異国の地で一人、どんなに心細いだろう。ニコレッタはクラウディオを抱き締めたくなったが、クラウディオはベタベタと触られるのが嫌いなようで、手を伸ばすとやんわりと躱されてしまう。
まだまだ心の傷が深い。
「とりあえず、部屋に戻りましょう?」
「はい、ニコレッタ様」
この笑顔がとても好きだ。
こうして笑いかけてくれている以上、嫌われてはいないのだと思えるから。
ニコレッタが階段を先になって下りようとすると、ドレスの裾を踏んづけてしまった。
あっ、と声を上げたが、手すりをつかみ損ねる。落ちると覚悟して目を瞑ったが、ニコレッタが階段を転げ落ちることはなかった。
「ニコレッタ様!」
ニコレッタの手首をクラウディオがつかんだのだ。もう片方の手で階段の手すりにつかまって体重を支えている。
それにしても素早かった。彼女はどちらかというとのんびりとしていると思っていたので驚いた。

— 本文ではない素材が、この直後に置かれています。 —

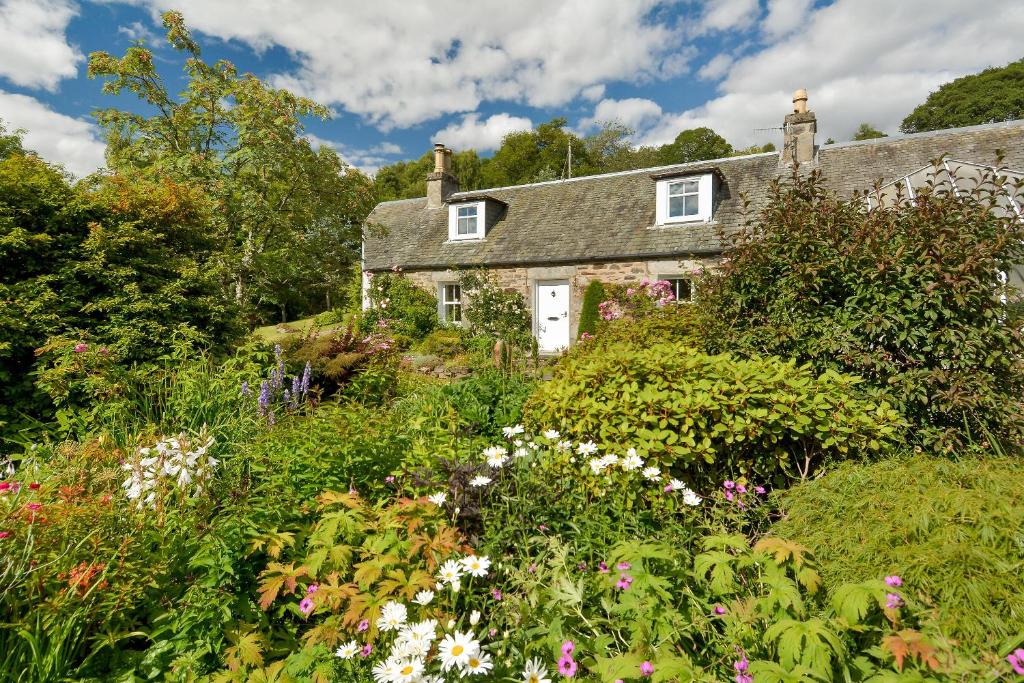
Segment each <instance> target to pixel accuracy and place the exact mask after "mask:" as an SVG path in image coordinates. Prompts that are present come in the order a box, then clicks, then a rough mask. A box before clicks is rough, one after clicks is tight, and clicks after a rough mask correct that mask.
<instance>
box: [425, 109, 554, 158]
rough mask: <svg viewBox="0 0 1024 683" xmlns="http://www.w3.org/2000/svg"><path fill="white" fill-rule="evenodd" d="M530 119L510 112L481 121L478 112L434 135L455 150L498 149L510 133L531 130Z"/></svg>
mask: <svg viewBox="0 0 1024 683" xmlns="http://www.w3.org/2000/svg"><path fill="white" fill-rule="evenodd" d="M532 127H534V124H532V123H531V122H530V120H529V119H527V118H525V117H519V116H511V115H509V114H504V113H503V114H494V115H492V116H489V117H487V118H486V119H485V120H483V121H480V117H479V115H477V114H467V115H466V116H464V117H463V118H462V121H460V122H459V123H452V124H449V126H447V127H445V128H442V129H441V130H439V131H437V132H436V133H434V135H433V140H434V141H435V142H443V143H444V144H446V145H447V146H450V147H452V148H454V150H478V151H483V150H497V148H498V147H499V146H501V143H502V140H503V139H505V136H506V135H508V134H509V133H514V132H516V131H520V130H530V129H531V128H532Z"/></svg>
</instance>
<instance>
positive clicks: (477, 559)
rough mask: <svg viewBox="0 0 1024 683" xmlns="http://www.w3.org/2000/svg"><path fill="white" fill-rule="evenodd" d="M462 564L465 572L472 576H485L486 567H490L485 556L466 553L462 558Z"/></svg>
mask: <svg viewBox="0 0 1024 683" xmlns="http://www.w3.org/2000/svg"><path fill="white" fill-rule="evenodd" d="M462 566H463V568H465V569H466V573H468V574H470V575H472V577H486V575H487V569H488V568H490V560H489V559H487V558H486V557H477V556H476V555H467V556H466V557H464V558H462Z"/></svg>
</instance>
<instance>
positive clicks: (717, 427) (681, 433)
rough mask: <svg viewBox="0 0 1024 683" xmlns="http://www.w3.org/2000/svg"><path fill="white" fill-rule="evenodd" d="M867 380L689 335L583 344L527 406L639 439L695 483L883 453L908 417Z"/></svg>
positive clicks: (789, 474) (581, 437)
mask: <svg viewBox="0 0 1024 683" xmlns="http://www.w3.org/2000/svg"><path fill="white" fill-rule="evenodd" d="M858 383H859V380H858V379H857V378H855V377H851V376H848V375H840V374H839V373H836V372H833V371H826V372H825V373H823V374H821V375H820V376H818V375H816V374H815V373H814V372H812V371H811V370H810V369H808V368H798V367H797V366H796V365H795V364H793V362H785V361H782V360H779V359H777V358H772V357H768V358H753V359H741V358H735V357H733V356H730V355H728V354H721V355H708V354H705V353H701V352H699V351H696V350H693V349H691V348H689V347H687V346H685V345H684V344H682V343H672V342H668V343H660V344H654V345H651V346H648V347H644V348H632V347H624V348H618V349H606V350H601V351H599V352H595V353H590V354H587V353H583V354H579V355H575V356H572V357H569V358H567V359H566V360H565V361H564V362H562V364H560V365H559V366H558V368H557V370H556V372H555V376H554V378H553V379H552V380H551V381H550V382H546V383H544V384H542V385H541V386H540V387H539V388H538V390H537V392H536V393H535V394H534V395H532V396H531V397H530V399H529V402H528V404H527V407H526V410H525V412H526V416H527V421H528V424H529V425H530V426H535V427H537V428H538V429H547V428H555V429H559V430H561V431H563V432H565V433H567V434H570V435H572V436H574V437H577V438H581V439H582V438H592V439H594V440H595V441H596V442H597V443H598V445H600V446H602V447H603V449H610V450H612V452H613V453H614V452H617V453H622V452H623V451H625V449H627V447H631V446H633V447H636V449H637V451H638V453H639V454H640V455H641V456H642V457H643V458H645V459H651V460H653V461H654V462H655V463H657V464H659V465H660V466H662V467H664V468H677V469H678V470H679V471H680V472H686V473H687V475H688V476H689V477H690V478H691V479H692V480H694V481H701V482H707V481H709V477H711V480H714V478H715V477H718V476H719V475H738V474H749V475H757V476H758V477H760V478H770V479H773V480H774V481H775V482H776V483H781V482H782V480H783V478H784V477H793V476H798V475H799V476H802V477H805V476H807V475H808V474H809V473H810V472H811V471H813V470H814V469H816V468H817V467H819V466H820V465H821V464H822V462H823V461H824V460H825V459H826V458H835V457H849V456H852V455H860V454H866V453H869V452H878V451H879V450H880V449H882V447H883V445H884V443H885V442H887V441H889V440H890V439H892V438H893V437H894V436H895V435H896V433H897V431H898V425H899V418H898V416H897V414H896V413H895V412H894V411H893V410H892V409H891V408H890V407H889V405H888V403H886V402H884V401H883V402H881V403H874V402H872V401H869V400H865V399H863V398H858V397H857V396H856V388H857V385H858Z"/></svg>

しかも、そのままニコレッタの手首を片手で引き寄せたのだ。傾いていた体がまっすぐに戻る。
「危ないところでしたが、お怪我がなくてよかった」
ほっとした様子で言うクラウディオだったが、ニコレッタの頭の中は???でいっぱいだった。
どこにこんな力があったのだろう。
ニコレッタの危機に、普段ならば出せないような底力を発揮してくれたのだろうか。
クラウディオは、力強くつかんでいたニコレッタの手首を放すと、小さくため息をついた。
「ああ、申し訳ありません。赤くなってしまいましたね」
ニコレッタの手首にクラウディオの指の跡が残った。けれど、ニコレッタはそんなことよりも、そこに視線を落としているクラウディオの長い睫毛に見入っていた。
――彼女の亡くなった兄は、彼女によく似ているのだと言っていた。
それならば、さぞ美しい青年だったのだろう。そして、こんなふうに心優しかったのだという気がする。
彼女を好ましく思うように、もし彼女の兄が目の前に現れたのなら、ニコレッタは大公やロマーノほどには毛嫌いしなかっただろう。
むしろ、好人物だと受け止めた。ニコレッタの兄と比べても引けを取らないかもしれない。
会いたかったものだと残念に思う。
「いいのよ、ありがとう」
いつもは触れられることを避けるクラウディオが、自分からニコレッタに触れている。何故だかそれがとても嬉しかった。
恋するみたいなトキメキに少し笑ってしまった。